The first time Isabel ever said the F-word, she read it spray-painted on a slide at the Glass Park. Ah, memories…

 And if not on Day Two, surely we should have known five months into it, when our Subaru Outback was totaled while parked in front of our house. Seems a guy fell asleep behind the wheel on his way home from the methadone clinic. It wasn’t even his van he was driving—it belonged to the plumber who had just that week hired him as an assistant. (I ended up feeling a little bit bad for that guy.) Anyway, what got me thinking about that house in East Haven today was a cupcake I saw on somebody’s desk this afternoon. It had white frosting and rainbow sprinkles.

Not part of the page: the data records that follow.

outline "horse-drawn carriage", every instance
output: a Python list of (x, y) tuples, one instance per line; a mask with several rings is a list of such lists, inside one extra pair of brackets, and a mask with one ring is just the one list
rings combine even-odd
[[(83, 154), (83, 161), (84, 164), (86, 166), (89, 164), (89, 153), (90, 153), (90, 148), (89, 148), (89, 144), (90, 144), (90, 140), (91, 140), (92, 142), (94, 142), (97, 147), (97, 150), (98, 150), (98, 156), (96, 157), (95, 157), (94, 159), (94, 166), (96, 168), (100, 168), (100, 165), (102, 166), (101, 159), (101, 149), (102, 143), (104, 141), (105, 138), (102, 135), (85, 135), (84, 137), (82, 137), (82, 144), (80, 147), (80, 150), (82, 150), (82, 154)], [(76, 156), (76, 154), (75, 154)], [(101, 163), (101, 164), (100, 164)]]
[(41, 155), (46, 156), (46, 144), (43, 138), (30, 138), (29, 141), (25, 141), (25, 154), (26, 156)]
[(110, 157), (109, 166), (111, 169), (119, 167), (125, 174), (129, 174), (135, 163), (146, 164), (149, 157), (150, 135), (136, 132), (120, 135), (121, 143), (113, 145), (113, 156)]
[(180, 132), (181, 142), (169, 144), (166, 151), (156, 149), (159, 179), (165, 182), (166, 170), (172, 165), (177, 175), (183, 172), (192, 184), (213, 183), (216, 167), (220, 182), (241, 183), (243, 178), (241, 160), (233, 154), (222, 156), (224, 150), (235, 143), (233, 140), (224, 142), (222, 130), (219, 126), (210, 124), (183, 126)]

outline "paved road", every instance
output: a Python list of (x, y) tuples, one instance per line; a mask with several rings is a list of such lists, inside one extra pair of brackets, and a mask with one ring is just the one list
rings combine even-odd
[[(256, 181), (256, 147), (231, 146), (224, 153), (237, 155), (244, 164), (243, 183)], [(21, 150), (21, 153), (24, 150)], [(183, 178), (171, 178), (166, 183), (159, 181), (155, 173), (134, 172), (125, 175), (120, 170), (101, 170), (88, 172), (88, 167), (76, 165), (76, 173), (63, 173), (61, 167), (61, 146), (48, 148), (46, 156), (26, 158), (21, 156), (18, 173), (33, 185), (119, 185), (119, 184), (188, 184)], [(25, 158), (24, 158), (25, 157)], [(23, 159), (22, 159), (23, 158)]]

The sprinkles acted as the visual equivalent of Proust’s madeleine; one glimpse brought back two full years in East Haven. When I saw those sprinkles I right away pictured our front yard. We had put a white picket fence up after some punk stole the good cooking pot we had left on the porch. The pot was full of self-service Halloween candy so that we could both go trick-or-treating with Isabel. Inside that fence we had created a large L-shaped garden to grow tomatoes and basil and lots of flowers.

As I remember it, for our first Easter in East Haven we put a small shaker of sprinkles in Isabel’s basket. Then we told her that if she buried a few sprinkles in the garden, a sprinkle bush would grow. So, she planted some sprinkles in the garden. A few months later, Erica and I placed a few new plastic jars of sprinkles in the branches of a green pepper plant and then reminded Isabel of when she had planted the sprinkles. Right away she wanted to go check the plant, and sure enough it had borne fruit. In retrospect, the look on Isabel’s face when she saw those plastic jars full of rainbow sprinkles outweighs all of the negatives that came with living in East Haven, CT for two years.